Иду, продираясь сквозь серость и сырость, с ощущением того, что нет никого больше в этом мире, только я и смутные тени, бродящие где-то рядом, в клубящемся ничто, так близко, что можно дотянуться рукой. Но рука хватает пустоту, усугубляя гнетущее чувство одиночества.

Прячу сомнения под капюшон куртки, поднимаю драпировки снуда до самых глаз. Согреться. Спрятаться. Не дать серости проникнуть внутрь. Дойти. Попросить о помощи. В кармане — «вечная» записная книжка с номерами телефонов и прозвищами вместо имён. Они все у меня записаны под прозвищами. Я называю их по именам только лично, наедине. Так повелось.

Мне очень нужна помощь. Я запуталась, потерялась в серой бушующей пустоте. Мне не выстоять одной. Мне очень нужна тёплая рука, острое слово, уверенный взгляд, твёрдое плечо и пара рюмок водки. И мощный пинок в нужную сторону. Я не могу понять, где она, эта сторона. Я заблудилась.

Телефонная будка. Горсть жетонов. Отгородиться от наступающей серой мглы собственной спиной. Уткнуться носом в записную книжку. Близоруко щурясь, найти нужный номер, набрать холодными пальцами комбинацию цифр на видавшем виды телефонном аппарате. Жетон звякает о металлические внутренности. И почти сразу — ответ в трубке. Но не тот, которого я ждала.

«Я не смогу помочь тебе, прости. Я женюсь. Она не хочет, чтобы я с тобой общался». Умник.

«Ты же знаешь, ты сильнее меня. От меня тебе не будет пользы». Третий.

«Он переехал. Навсегда. Не звоните сюда больше». По номеру Варяга.

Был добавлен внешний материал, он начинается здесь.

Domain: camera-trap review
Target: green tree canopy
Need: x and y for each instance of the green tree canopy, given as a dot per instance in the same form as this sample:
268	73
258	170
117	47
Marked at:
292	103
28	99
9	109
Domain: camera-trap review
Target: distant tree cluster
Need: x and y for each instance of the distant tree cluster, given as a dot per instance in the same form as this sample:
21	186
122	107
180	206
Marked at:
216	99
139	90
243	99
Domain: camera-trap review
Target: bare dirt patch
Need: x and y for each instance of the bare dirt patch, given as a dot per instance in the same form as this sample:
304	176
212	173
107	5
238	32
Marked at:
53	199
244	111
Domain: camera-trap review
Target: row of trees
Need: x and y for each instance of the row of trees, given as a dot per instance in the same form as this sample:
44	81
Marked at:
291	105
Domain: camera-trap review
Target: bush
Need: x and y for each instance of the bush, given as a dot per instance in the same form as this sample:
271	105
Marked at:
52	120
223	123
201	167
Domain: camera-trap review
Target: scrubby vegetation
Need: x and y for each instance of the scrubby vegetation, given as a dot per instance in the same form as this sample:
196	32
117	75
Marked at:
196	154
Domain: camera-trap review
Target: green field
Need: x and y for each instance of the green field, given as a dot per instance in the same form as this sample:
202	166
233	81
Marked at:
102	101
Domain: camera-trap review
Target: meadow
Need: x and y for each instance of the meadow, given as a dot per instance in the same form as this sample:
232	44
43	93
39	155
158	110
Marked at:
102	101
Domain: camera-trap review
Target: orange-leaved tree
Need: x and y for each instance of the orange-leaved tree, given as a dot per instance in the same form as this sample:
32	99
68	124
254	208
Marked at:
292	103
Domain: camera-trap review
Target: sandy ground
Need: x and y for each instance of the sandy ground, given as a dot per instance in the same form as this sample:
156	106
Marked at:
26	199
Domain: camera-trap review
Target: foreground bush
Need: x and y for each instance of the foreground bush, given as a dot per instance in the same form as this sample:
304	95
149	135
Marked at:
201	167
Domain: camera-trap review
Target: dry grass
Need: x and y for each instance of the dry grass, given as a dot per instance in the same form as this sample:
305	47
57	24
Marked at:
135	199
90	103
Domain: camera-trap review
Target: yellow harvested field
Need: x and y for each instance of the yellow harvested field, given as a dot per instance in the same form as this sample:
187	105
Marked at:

«Прости, малыш. Я сам во тьме. Нам не встретиться». Горец.

«Я уезжаю. Через час в аэропорту. Давай на будущей неделе, когда вернусь. Позвони, ладно?» Медведь.

Помощи нет. Нет. Нет. Нет…

Записная книжка подходит к концу. И отовсюду — нет… Все они, бывшие такими близкими, разные, непохожие друг на друга, но сильные и верные, становятся вдруг в какой-то миг чужими, далёкими, неприступными и холодными.

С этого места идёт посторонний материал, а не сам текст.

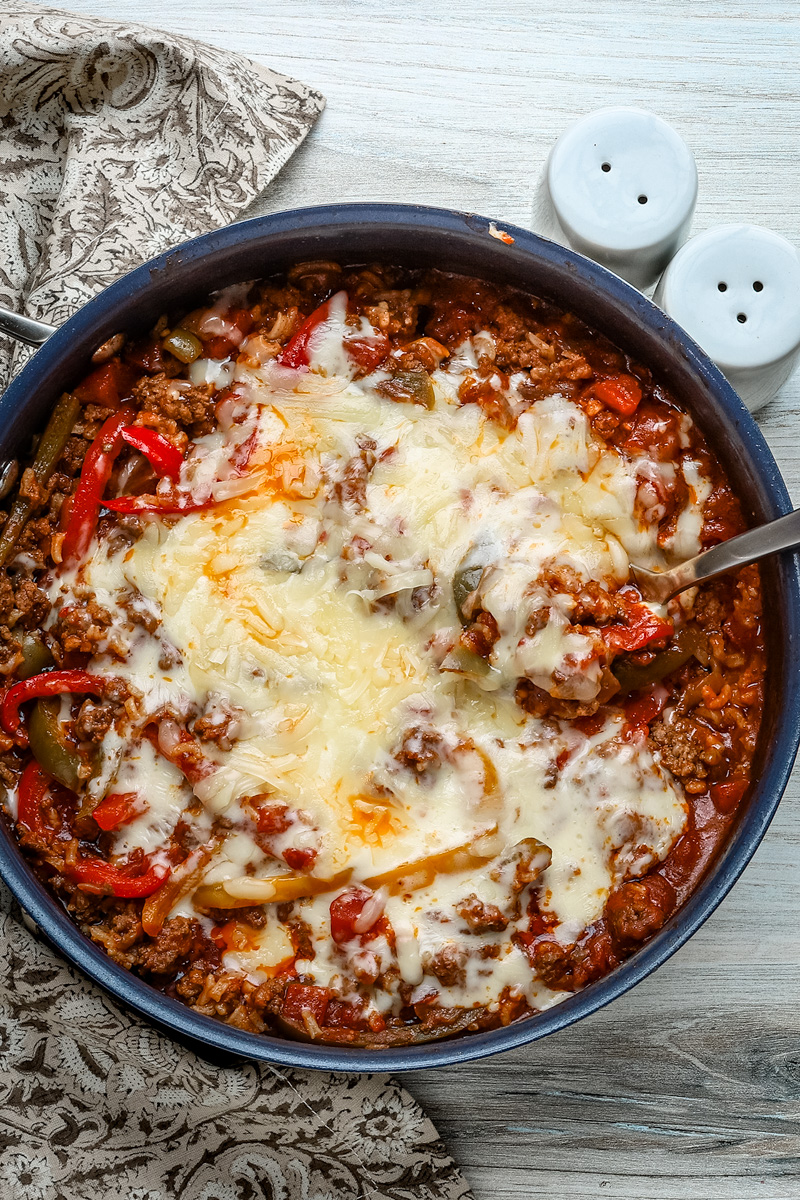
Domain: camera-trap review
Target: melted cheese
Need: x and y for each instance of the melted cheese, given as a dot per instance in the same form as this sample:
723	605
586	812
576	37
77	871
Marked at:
312	607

И одиночество подкрадывается ближе, протягивает холодную, словно у мертвеца, руку, гладит по щеке, замораживая одинокую слезу, неторопливо сползающую к тоскливо опущенному уголку рта. Одна. Одна в этом сером влажном тумане. Одна в этой серой туманной жизни. Одна.

Подожди… А как же Стрелок? Судорожно листаю книжку раз, второй, по алфавиту, с начала, с конца… Его там нет. Нет даже намёка на его существование. Но я же помню! Помню его! Как?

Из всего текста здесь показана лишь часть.